Sinopse: "Um brilhante matemático pode controlar tudo…
A não ser que um dia exagere na bebida a ponto de desafiar o amigo para um duelo. Desde que quebrou essa regra de ouro, Hugh Prentice vive com as consequências daquela noite: uma perna aleijada e os olhares de reprovação de toda a sociedade. Não que ele se importe com o que pensam dele. Ou pelo menos com o que a maioria pensa, porque a bela Sarah Pleinsworth está começando a incomodá-lo.
Lady Sarah nunca foi descrita como uma pessoa contida…
Na verdade, a palavra que mais usam em relação a ela é “dramática” – seguida de perto por “teimosa”. Mas Sarah faz tudo guiada pelo bom coração. Até mesmo deixar bem claro para Hugh Prentice que ele quase destruiu sua família naquele bendito duelo e que ela jamais poderá perdoá-lo.
Mas, ao serem forçados a passar uma semana na companhia um do outro, eles percebem que nem sempre convém confiar em primeiras impressões. E, quando um beijo leva a outro, e mais outro, e ainda outro, o matemático pode perder a conta e a donzela pode, pela primeira vez, ficar sem palavras."

Meu clichê favorito em romances de época é o do casal que fica se alfinetando até que o sentimento fala mais alto, como em Um Visconde que me Amava (Julia Quinn), Uma Semana para se Perder (Tessa Dare) e Manhã de Núpcias (Lisa Kleypas) - os três resenhados aqui no blog. Para quem também gosta, A Soma de todos os Beijos é um prato cheio pois os diálogos entre Sarah Pleinsworth e Hugh Prentice são deliciosos.

Sarah e Hugh são bem diferentes. Ela tem um temperamento expansivo, beirando ao dramático e diz tudo o que pensa. Já Hugh prefere os números e é mais contido nas duas declarações. Sarah vem de uma grande família amorosa, afinal ela é uma Smythe-Smith. Hugh não teve a mesma sorte, e sua família é bem disfuncional. Porém os dois são extremamente leais à aqueles que amam.

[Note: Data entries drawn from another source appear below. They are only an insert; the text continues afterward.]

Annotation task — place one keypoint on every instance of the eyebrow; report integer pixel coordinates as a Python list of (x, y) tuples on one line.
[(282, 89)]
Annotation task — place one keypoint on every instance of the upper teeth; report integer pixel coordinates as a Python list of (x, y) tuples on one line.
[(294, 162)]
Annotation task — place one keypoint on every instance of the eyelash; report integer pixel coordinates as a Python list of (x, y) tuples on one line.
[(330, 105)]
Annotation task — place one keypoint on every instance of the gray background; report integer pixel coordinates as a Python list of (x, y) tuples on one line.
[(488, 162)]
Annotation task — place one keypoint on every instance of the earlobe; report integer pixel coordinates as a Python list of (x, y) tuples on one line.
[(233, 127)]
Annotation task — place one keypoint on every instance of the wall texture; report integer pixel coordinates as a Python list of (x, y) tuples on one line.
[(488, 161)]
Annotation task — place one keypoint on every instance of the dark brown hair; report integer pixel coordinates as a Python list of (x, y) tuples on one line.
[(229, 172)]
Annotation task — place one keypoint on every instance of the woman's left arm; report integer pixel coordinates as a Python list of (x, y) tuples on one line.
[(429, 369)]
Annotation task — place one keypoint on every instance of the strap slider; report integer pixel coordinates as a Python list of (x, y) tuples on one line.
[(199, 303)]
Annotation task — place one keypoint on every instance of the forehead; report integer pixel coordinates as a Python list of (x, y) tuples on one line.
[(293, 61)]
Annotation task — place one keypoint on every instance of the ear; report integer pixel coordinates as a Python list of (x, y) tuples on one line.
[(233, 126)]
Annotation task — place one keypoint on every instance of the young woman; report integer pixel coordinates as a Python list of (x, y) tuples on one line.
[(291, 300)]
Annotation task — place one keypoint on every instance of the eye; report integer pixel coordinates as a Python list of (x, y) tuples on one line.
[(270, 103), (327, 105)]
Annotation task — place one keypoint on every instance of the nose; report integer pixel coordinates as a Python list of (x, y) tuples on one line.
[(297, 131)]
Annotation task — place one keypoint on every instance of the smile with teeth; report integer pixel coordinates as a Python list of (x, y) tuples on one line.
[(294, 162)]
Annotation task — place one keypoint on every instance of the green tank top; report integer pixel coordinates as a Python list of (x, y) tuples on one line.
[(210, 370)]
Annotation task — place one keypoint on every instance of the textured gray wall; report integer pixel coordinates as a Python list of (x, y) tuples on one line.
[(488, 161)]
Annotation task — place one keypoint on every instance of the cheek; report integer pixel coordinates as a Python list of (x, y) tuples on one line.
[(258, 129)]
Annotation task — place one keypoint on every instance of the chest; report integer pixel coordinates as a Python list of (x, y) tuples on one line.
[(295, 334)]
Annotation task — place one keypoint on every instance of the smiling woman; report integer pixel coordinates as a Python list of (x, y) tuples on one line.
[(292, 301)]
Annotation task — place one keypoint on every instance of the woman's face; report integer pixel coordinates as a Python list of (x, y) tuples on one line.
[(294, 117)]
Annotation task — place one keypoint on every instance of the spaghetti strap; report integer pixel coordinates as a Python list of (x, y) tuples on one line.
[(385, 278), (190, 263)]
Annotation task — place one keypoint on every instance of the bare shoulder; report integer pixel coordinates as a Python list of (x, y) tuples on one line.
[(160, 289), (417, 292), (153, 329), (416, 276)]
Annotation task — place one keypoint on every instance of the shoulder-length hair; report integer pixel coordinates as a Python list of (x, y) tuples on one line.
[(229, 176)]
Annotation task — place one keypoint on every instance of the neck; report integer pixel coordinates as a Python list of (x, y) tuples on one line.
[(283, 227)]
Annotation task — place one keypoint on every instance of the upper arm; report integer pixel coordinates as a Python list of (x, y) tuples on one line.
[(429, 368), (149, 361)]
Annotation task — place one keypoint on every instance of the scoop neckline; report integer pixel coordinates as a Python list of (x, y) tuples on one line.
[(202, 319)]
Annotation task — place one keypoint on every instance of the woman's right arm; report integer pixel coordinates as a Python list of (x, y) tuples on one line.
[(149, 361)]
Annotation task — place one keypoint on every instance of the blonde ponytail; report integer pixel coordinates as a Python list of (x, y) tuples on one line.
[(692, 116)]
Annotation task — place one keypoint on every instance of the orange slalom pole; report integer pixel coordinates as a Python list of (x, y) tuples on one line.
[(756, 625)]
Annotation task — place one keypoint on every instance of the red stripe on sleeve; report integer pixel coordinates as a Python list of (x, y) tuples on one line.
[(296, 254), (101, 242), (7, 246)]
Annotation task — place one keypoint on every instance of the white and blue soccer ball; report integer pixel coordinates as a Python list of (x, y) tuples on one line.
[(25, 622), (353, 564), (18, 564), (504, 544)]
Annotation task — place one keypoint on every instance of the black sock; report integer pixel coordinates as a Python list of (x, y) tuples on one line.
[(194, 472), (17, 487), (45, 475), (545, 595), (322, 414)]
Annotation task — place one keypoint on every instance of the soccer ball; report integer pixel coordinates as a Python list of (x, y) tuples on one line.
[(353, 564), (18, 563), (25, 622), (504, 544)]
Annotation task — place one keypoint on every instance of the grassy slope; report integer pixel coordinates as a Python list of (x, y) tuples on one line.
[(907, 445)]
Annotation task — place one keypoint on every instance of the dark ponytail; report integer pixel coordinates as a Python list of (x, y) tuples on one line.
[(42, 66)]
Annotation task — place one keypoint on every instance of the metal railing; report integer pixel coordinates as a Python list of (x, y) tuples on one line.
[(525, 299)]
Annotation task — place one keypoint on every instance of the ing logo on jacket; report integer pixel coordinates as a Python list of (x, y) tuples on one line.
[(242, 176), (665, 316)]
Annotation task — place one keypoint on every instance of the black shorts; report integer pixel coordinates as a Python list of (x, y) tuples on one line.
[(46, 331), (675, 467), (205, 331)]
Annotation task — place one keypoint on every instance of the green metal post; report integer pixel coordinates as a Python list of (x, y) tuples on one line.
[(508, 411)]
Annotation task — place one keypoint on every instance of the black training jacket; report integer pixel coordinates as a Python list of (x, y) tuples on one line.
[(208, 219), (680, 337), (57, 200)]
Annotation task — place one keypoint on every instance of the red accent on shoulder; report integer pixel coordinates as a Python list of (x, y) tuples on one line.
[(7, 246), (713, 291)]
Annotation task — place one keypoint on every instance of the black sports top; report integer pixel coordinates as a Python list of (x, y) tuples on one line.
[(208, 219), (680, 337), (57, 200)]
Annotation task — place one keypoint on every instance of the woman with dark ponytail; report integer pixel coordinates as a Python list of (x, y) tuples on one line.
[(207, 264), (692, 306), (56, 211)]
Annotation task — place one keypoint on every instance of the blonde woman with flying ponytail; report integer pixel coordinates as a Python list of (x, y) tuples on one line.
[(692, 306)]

Para quem já leu a série até aqui, ou está acompanhando as resenhas, sabe que, mesmo tranquilo, Hugh Prentice protagonizou uma confusão infernal com Daniel Smythe-Smith, que terminou com um ferimento quase fatal na perna de Hugh e o exílio forçado de Daniel. Porém, quando ficou melhor, Hugh fez de tudo para convencer o pai a desistir da vingança, e foi atrás do amigo para avisá-lo que poderia voltar. Mas nada disso é o suficiente para Sarah não deixar de culpá-lo por todos os problemas da família, inclusive a sua solteirice e permanência no quarteto.

O livro começa alguns meses depois do final de Uma Noite como Esta, nas vésperas de dois acontecimentos que irão forçar a convivência entre os dois, levando assim a muitas discussões espirituosas e descobertas surpreendentes, que só poderiam resultar em romance muito gostoso de acompanhar.

E a essa mistura é acrescentada um trio hilário de caçulas, a composição de uma peça teatral, debates filosóficos quanto a existência de unicórnios e um vilão digno de Miss Butterworth e o Barão Louco, o resultado não poderia ser outro: um livro engraçado, romântico e dramático na medida certa.

“Hugh cantarolou o ritmo e conduziu Sarah com uma leve pressão nas costas, movendo a bengala sempre que era hora de se virarem. Ele não dançava fazia quase quatro anos. E essa noite... estava sendo mágica. Jamais poderia lhe agradecer o suficiente por isso, por restaurar um pedaço de sua alma. Foi a valsa mais estranha e desajeitada que se poderia imaginar, mas também foi o momento mais perfeito da vida dele.”